I’ve recommended gothic reads in the past, and I stand by those recommendations. But since it’s my favourite genre, and autumn/winter is the perfect time to indulge in some unsettling, atmospheric, and immersive reads, I thought I’d recommend a few more. In case any catch your eye, I’ve linked to each book on Book Depository. And as always, I encourage you all to share your own recommendations in return!
The Corset by Laura Purcell
Described as a Victorian chiller, The Corset follows two young women in very different circumstances. Ruth is a teenage seamstress awaiting trial for murder. Dorothea is a wealthy socialite, whose fascination with phrenology leads her to Oakgate Prison, where she hopes to uncover the truth behind Ruth’s case. An air of mystery and threat bubbles throughout, with the book exploring notions of female autonomy, the horror of poverty, and the psychological impact of trauma. Flirtations with the possibility of something supernatural are handled incredibly well, elevating this gothic gem to the heights of subtle literary horror.
A Spell of Winter by Helen Dunmore
Written in sumptuous, evocative prose, A Spell of Winter is a strangely beguiling tale that explores forbidden love, the burden of secrets, and the struggle to escape the cloying inheritance of family. Set largely in the build up to WWI, we have many hallmarks of the gothic genre, including an imposing manor home, a family cutting themselves off from the outside world, and dangerous secrets that threaten to tear them all apart. Tense and quietly eerie without ever boiling over, I was utterly enthralled.
House of Glass by Susan Fletcher
Clara, a young woman with a rare brittle bone condition and a passion for botany, is invited to establish a glasshouse at Shadowbrook, an infamous country home. Upon arrival, she finds an owner conspicuous by absence, and residents terrified of a supposed haunting. Clara soon sets her practical mind to solving the crumbling manor’s mysteries. In many ways, this is a book of opposites; of truth versus lies, logic versus faith, and reality versus the supernatural, as we follow the unravelling of long-held secrets, and examine the devastating ways women’s lives were ruled by scandal, rumour, and reputation. This is gothic historic fiction at its best, and is easily one of my books of the year so far.
Dracula by Bram Stoker
There’s no one reading this who hasn’t heard of Dracula. It’s one of those books that is so iconic, we tend to think we know all about if before we even read it, leaving us to wonder if it’s worth the time and effort. Having finally picked it up for myself last year, I can confidently say that it absolutely is. So much more nuanced than I expected, I loved its fascinating take on gender roles, the Victorian fixation with bodily and sexual corruption, and the timeless fear of the unknown. As a lover of gothic and horror fiction, it was really fun to see many of the foundations upon which those genres would flourish being set down. There is some very interesting use of queer coding to examine too, but above all else, it remains a gripping, atmospheric page turner.

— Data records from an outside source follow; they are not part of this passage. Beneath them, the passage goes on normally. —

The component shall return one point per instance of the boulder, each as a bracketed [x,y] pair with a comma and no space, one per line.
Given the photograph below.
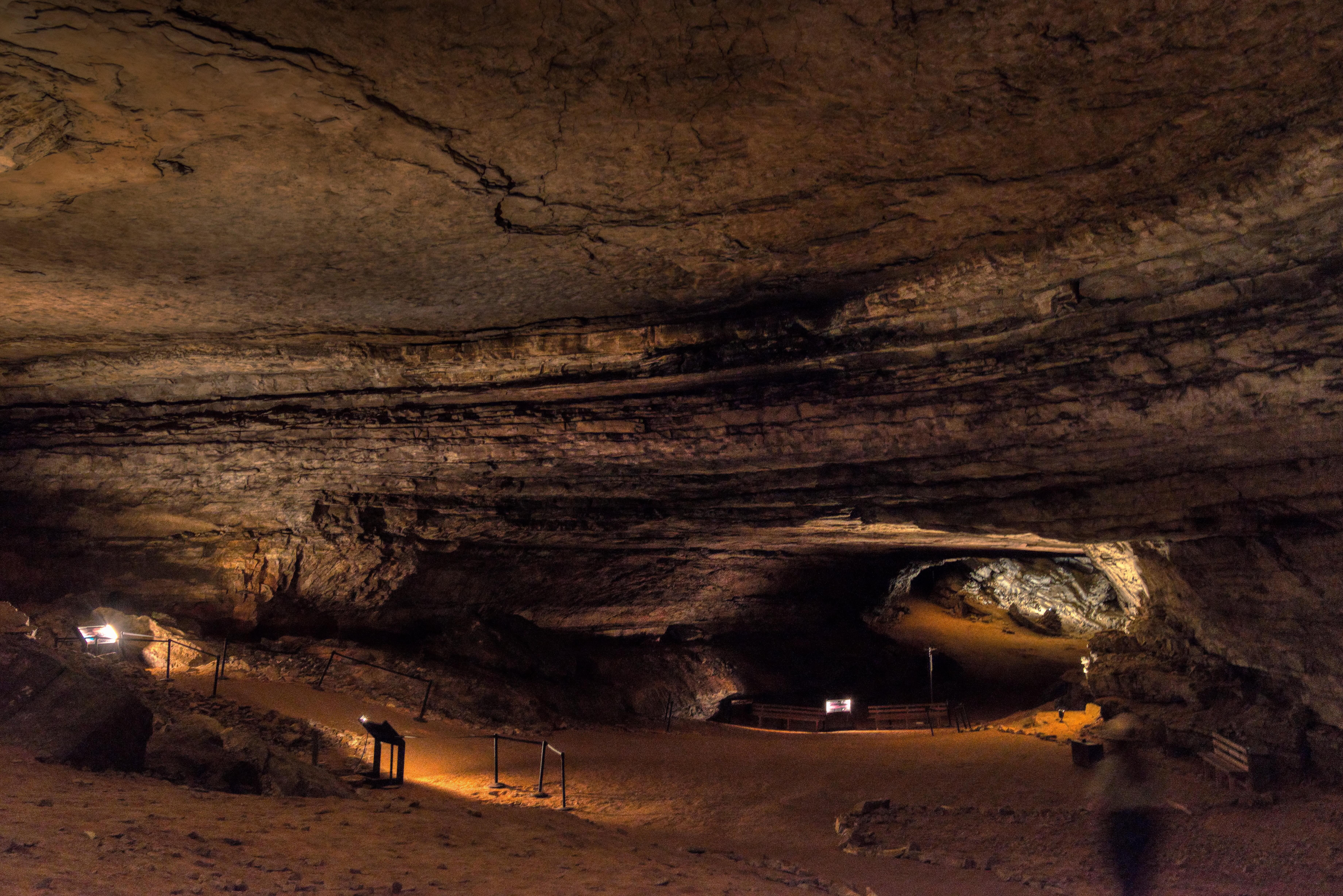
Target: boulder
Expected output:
[65,715]
[13,621]
[197,750]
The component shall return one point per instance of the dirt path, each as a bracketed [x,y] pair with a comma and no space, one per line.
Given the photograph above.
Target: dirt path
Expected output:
[719,788]
[1007,666]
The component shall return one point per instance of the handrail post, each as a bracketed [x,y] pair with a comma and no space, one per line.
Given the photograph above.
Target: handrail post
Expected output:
[323,678]
[429,686]
[496,785]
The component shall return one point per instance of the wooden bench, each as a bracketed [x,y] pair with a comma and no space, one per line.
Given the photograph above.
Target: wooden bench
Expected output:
[909,715]
[1231,762]
[788,715]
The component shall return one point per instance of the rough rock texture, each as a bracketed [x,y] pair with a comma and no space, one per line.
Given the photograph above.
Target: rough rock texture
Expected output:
[1060,596]
[65,715]
[1242,653]
[636,316]
[199,752]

The Haunting of Hill House by Shirley Jackson
It’s worth pointing out that this is very, very different from the recent Netflix adaptation, which only shares the book’s name and generally creepy nature. Jackson’s novel is a masterclass in the less is more approach to horror, completely forgoing gore or jump scares. Far more psychological than its screen counterpart, it creeps beneath your skin, forcing you to question what is real and which characters can be trusted. A rumination on the invasive influence of storytelling and fear, and the dangerous power of the imagination, themes of suppression, sisterhood, and belonging simmer to reach a breathless fever pitch. Intelligent, understated, and downright unsettling, this take on the classic haunted house narrative is all the better for its ambiguity.
Have you read any of these? What gothic reads would you recommend?